While The Pegasus Project exposes clear cases of misuse of NSO Group’s software, the company is just one player in a global, multi-billion-dollar spyware industry.

“In order to bypass [encrypted messaging] you just need to get to the device at one or the other end of that communication,” said Claudio Guarnieri, head of Amnesty International’s Security Lab. Pegasus does just that. “Pegasus can do more [with the device] than the owner can. If Signal, for example, encrypts the message… [an attacker] can just record using the microphone, or take screenshots of the phone so you can read [the conversation]. There is virtually nothing from an encryption standpoint to protect against this.”

In fact, there isn’t much anyone can do to protect themselves from a Pegasus attack. Guarnieri is skeptical of applications that claim they are completely secure, and instead recommends mitigating the risks of spyware by practicing good cybersecurity hygiene. “Make sure to compartmentalize things and divide your information in such a way that even if an attack is successful, the damage can be minimized.”

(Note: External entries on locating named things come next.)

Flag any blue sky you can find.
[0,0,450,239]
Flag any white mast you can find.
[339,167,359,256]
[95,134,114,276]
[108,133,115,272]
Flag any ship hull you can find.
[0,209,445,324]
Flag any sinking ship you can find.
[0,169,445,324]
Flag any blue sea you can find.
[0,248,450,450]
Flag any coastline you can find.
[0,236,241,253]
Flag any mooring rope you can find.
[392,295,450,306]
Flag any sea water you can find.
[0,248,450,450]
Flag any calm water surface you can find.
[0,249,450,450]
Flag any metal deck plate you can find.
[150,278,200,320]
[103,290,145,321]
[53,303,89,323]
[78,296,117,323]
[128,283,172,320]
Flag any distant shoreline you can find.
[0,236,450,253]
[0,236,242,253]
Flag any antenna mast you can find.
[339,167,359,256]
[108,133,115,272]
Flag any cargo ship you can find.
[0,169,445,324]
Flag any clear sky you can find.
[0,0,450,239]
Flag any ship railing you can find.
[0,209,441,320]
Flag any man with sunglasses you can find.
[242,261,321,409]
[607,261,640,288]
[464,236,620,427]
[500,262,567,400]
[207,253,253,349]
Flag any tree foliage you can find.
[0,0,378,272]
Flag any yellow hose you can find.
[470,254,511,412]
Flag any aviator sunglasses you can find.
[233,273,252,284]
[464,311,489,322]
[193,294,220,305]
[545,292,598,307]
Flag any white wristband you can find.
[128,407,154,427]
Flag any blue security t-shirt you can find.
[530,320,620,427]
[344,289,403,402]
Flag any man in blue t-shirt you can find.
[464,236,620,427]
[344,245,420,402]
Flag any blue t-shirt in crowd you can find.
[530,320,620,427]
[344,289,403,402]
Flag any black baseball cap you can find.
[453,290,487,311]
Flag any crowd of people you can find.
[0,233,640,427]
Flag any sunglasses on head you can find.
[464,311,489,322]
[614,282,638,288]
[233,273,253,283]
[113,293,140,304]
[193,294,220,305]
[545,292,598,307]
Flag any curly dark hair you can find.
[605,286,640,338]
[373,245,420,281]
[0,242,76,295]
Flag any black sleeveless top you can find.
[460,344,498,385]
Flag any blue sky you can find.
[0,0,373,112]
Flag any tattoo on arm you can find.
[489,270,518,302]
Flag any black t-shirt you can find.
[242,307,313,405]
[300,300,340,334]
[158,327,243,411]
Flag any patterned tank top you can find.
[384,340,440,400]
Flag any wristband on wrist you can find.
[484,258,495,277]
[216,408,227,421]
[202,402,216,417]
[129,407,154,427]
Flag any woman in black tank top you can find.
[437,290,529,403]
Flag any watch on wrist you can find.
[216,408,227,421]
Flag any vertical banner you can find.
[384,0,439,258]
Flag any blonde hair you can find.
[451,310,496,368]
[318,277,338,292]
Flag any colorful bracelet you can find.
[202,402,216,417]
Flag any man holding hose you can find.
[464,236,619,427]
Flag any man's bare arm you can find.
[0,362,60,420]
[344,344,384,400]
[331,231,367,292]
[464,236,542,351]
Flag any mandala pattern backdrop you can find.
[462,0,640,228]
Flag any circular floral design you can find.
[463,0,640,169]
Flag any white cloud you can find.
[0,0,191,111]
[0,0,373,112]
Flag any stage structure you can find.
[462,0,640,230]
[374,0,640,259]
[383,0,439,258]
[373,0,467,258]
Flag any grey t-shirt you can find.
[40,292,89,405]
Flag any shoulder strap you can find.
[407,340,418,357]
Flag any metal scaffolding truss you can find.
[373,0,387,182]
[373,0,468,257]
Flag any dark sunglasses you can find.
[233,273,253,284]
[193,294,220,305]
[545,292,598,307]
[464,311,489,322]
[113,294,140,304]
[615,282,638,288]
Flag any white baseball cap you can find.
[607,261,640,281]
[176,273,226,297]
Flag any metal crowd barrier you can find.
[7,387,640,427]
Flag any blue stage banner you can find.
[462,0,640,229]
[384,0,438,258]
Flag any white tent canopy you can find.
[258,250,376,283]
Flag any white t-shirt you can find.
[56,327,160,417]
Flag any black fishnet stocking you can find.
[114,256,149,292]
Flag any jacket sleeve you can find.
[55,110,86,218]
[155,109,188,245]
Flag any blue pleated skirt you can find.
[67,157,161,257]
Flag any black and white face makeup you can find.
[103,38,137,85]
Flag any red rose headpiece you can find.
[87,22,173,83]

At its heart, The Pegasus Project reveals a disturbing truth: In a world where smartphones are ubiquitous, governments have a simple, commercial solution that allows them to spy on virtually whoever they want, wherever they want.

“I think it’s very clear: Autocrats fear the truth and autocrats fear criticism,” said Scott-Railton of Citizen Lab.

“They see journalists as a threat, and Pegasus is a natural tool for them to target their threats.”